Mar 31
Arguably one of the best fighting games ever made, and perhaps more definitively the most famous and long-lived fighting game franchise of all time, Street Fighter II turned 20 years old this month, having been released in arcades (remember those?) in March 1991. Street Fighter II wasn’t the first game in the lineage, but it was the first game in the Street Fighter II series, and the first game of the series that saw broad popularity around the world.
The game was actually the successor to a lesser known and even less played game “Street Fighter,” a 1987 title that had some of the elements of the game most people came to know and love later. In the original Street Fighter, you could only play as Ryu (except in the multiplayer mode, where one player took control or Ryu, and the other player controlled his rival, Ken) and fought your way through five countries and ten different opponents along the way.
Street Fighter II expanded on the premise, allowing you to choose from a roster of eight characters to control. It was the first game of its type to allow you to select the character you wanted to play, and tasked the player with learning the character’s strengths, techniques, and special abilities in order to defeat the other characters in the game.
Once you fought your way through the other playable characters, you were confronted with the four boss characters of the game. In the multiplayer, the second player could join at any time and select any of the other playable characters to challenge the first player with.

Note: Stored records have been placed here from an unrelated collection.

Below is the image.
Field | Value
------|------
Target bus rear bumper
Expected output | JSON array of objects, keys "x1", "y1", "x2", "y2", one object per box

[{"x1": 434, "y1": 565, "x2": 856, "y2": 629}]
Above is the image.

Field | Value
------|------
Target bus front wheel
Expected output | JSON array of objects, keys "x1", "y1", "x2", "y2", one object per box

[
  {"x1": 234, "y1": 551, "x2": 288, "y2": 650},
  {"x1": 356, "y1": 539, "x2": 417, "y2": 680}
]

Street Fighter II spawned an entire industry. Theatrically released movies, animated features in the United States and Japan, toys and action figures, even a Saturday morning cartoon were all based on the game. The game’s success set the stage for five additional games bearing the Street Fighter II name, the Street Fighter Alpha series of games, the Street Fighter EX series, the Street Fighter III series, and finally, the 2008 release of Street Fighter IV, the current generation of the franchise.